Otolaryngology Unit, Santi Paolo E Carlo Hospital, Department of Health Sciences, Università Degli Studi Di Milano, Milan, Italy.
Maxillofacial Surgery Unit, Santi Paolo E Carlo Hospital, Department of Health Sciences, Università Degli Studi Di Milano, Milan, Italy.
Eur Arch Otorhinolaryngol. 2024 Apr;281(4):1835-1841. doi: 10.1007/s00405-023-08372-4. Epub 2024 Jan 8.
This study aimed to evaluate the utility of large language model (LLM) artificial intelligence tools, Chat Generative Pre-Trained Transformer (ChatGPT) versions 3.5 and 4, in managing complex otolaryngological clinical scenarios, specifically for the multidisciplinary management of odontogenic sinusitis (ODS).
A prospective, structured multidisciplinary specialist evaluation was conducted using five ad hoc designed ODS-related clinical scenarios. LLM responses to these scenarios were critically reviewed by a multidisciplinary panel of eight specialist evaluators (2 ODS experts, 2 rhinologists, 2 general otolaryngologists, and 2 maxillofacial surgeons). Based on the level of disagreement from panel members, a Total Disagreement Score (TDS) was calculated for each LLM response, and TDS comparisons were made between ChatGPT3.5 and ChatGPT4, as well as between different evaluators.

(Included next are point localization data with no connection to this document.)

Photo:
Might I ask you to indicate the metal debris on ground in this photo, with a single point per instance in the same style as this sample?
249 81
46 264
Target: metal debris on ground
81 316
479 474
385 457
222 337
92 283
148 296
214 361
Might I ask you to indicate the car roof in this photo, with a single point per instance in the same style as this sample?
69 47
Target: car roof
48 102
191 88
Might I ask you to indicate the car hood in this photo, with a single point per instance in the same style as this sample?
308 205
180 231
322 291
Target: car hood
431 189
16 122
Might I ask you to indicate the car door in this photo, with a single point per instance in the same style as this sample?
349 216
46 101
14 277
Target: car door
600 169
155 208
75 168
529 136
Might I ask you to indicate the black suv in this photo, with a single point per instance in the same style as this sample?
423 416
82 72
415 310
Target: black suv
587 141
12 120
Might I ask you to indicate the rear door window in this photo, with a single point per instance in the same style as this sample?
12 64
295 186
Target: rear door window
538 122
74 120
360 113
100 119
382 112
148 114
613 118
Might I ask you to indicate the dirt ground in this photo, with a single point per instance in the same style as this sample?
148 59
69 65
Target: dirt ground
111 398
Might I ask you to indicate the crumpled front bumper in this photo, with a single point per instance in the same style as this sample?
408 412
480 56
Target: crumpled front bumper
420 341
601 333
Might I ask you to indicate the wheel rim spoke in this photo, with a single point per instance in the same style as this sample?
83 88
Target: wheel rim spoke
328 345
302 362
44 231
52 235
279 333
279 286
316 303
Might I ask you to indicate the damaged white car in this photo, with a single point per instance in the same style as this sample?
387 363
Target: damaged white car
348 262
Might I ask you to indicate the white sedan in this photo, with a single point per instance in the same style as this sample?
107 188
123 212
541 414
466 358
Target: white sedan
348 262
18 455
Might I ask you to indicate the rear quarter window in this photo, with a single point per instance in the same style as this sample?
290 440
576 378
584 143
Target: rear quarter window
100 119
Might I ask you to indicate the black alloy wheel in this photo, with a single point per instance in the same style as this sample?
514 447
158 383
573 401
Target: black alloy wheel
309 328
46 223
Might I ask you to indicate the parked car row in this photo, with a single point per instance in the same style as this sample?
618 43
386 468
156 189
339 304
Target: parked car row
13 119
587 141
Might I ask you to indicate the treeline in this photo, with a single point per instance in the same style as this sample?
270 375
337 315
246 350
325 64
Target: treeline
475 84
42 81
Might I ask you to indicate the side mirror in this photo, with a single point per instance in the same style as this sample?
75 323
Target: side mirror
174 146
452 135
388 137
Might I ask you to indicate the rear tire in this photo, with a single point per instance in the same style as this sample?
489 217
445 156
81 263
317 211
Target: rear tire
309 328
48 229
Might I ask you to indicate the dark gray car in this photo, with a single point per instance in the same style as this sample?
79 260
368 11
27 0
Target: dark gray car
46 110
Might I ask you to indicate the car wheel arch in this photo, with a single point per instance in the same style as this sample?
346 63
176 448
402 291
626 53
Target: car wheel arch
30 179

While disagreement to some degree was demonstrated in 73/80 evaluator reviews of LLMs' responses, TDSs were significantly lower for ChatGPT4 compared to ChatGPT3.5. Highest TDSs were found in the case of complicated ODS with orbital abscess, presumably due to increased case complexity with dental, rhinologic, and orbital factors affecting diagnostic and therapeutic options. There were no statistically significant differences in TDSs between evaluators' specialties, though ODS experts and maxillofacial surgeons tended to assign higher TDSs.
LLMs like ChatGPT, especially newer versions, showed potential for complimenting evidence-based clinical decision-making, but substantial disagreement was still demonstrated between LLMs and clinical specialists across most case examples, suggesting they are not yet optimal in aiding clinical management decisions. Future studies will be important to analyze LLMs' performance as they evolve over time.
本研究旨在评估大型语言模型(LLM)人工智能工具,即 Chat Generative Pre-Trained Transformer(ChatGPT)版本 3.5 和 4,在管理复杂的耳鼻喉科临床场景中的效用,特别是在牙源性鼻窦炎(ODS)的多学科管理方面。
采用五个专门设计的 ODS 相关临床场景,对前瞻性、结构化的多学科专家评估进行了研究。由 8 名多学科专家评估者(2 名 ODS 专家、2 名鼻科专家、2 名耳鼻喉科专家和 2 名颌面外科医生)对这些场景中 LLM 的回答进行了批判性审查。根据小组成员的分歧程度,为每个 LLM 响应计算了总分歧评分(TDS),并比较了 ChatGPT3.5 和 ChatGPT4 之间以及不同评估者之间的 TDS。
虽然在 80 名评估者对 LLM 回复的审查中,在某种程度上存在分歧,但与 ChatGPT3.5 相比,ChatGPT4 的 TDS 明显更低。在伴有眼眶脓肿的复杂 ODS 病例中,TDS 最高,这可能是由于涉及牙齿、鼻科和眼眶因素的病例复杂性增加,影响了诊断和治疗选择。在评估者的专业之间,TDS 没有统计学上的显著差异,但 ODS 专家和颌面外科医生倾向于分配更高的 TDS。
像 ChatGPT 这样的 LLM,尤其是较新版本,显示出在补充基于证据的临床决策方面的潜力,但在大多数案例中,LLM 与临床专家之间仍然存在很大的分歧,这表明它们在辅助临床管理决策方面还不是最佳选择。未来的研究对于分析 LLM 随时间的演变表现将非常重要。